Everything About Fiction You Never Wanted to Know.

"In this cartoon we find Bugs stumbling, fumbling, and mumbling around, vainly seeking a personality on which to hang him dialogue and action, or-- in better words than mine--"walking around with his umbilical in his hand, looking for some place to plug it in." It is obvious when one views this cartoon, which I recommend only if you are dying to die of ennui, that my conception of timing and dialogue was formed by watching the action in the La Brea tar pits. It would be complimentary to call it sluggish. Not only Bugs suffered at my hands, but difficult as it is to make an unassertive character like Elmer Fudd into a flat, complete schmuck, I managed.

"Perhaps the kindest thing to say about Elmer's Candid Camera is that it taught everyone what not to do and how not to do it."
Charles M. Jones' thoughts on the film, in "Chuck Amuck: The Life and Times of an Animated Cartoonist".

Elmer's Candid Camera is a 1940 Merrie Melodies short, directed by Charles M. Jones. It is the official debut of Elmer Fudd[1] and features an early prototype of Bugs Bunny.

The plot is centered on Elmer Fudd as he goes out to photograph wildlife with the eponymous camera. During his travels, he encounters a pudgy gray rabbit, who, for no discernible reason, decides to pester Elmer.

As the opening quote states, the short was a total flop, and became regarded as an Old Shame by Chuck Jones. Tex Avery soon after did a remake of the cartoon, improving on its perceived flaws, called A Wild Hare.
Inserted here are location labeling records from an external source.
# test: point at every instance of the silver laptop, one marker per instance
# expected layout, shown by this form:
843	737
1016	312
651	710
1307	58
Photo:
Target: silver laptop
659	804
Tropes used in Elmer's Candid Camera include:
  • Annoying Laugh: Proto-Bugs uses a particular laugh that Mel Blanc would later use for Woody Woodpecker.
  • Digital Destruction: The print used in Looney Tunes Golden Collection Vol. 1 has several bits of DVNR damage, mostly blatantly when Proto-Bugs is walking away from Elmer at one point, where parts of his body disappear!
  • The Ditz: Elmer is stupid enough to believe that Proto-Bugs would choke to death just by being trapped in a butterfly net.
  • Early Installment Weirdness: Bugs' design and personality wasn't quite refined, although Elmer was more or less fully realized from the start.
  • Faking the Dead: Bugs pulls this on Elmer, which in turn causes Elmer...
  • Go Mad from the Revelation: ...to have a particularly frightening nervous breakdown.
  • Inescapable Net: Bugs pretends to suffocate after Elmer captures him in a net.
  • Jerkass: The closest thing that can be given to why Bugs would pester Elmer.
  • Kick the Dog: The ending, where Bugs saves Elmer from drowning, only to sadistically kick Elmer right back into the pond.
  • Merrie Melodies in The Forties
  • My God, What Have I Done?: This was perhaps the one short where it made the most sense for Elmer to react this way after supposedly "killing" Bugs. All he wanted in this short was to take a picture of the rabbit, poor guy.
  • Off-Model: When Proto-Bugs is saving Elmer from drowning, one shot has Elmer revert to an Egghead-esque look.
  • Remake: A Wild Hare reuses the plot of this short.
  • Screwy Squirrel: Proto-Bugs, although he is much more reserved than he was in his previous three appearances.
  • Self-Deprecation: Jones' unflattering commentary on the short in his biography includes poking fun at how incompetent he was at directing during the time.
  1. Egghead, his prototype, notwithstanding.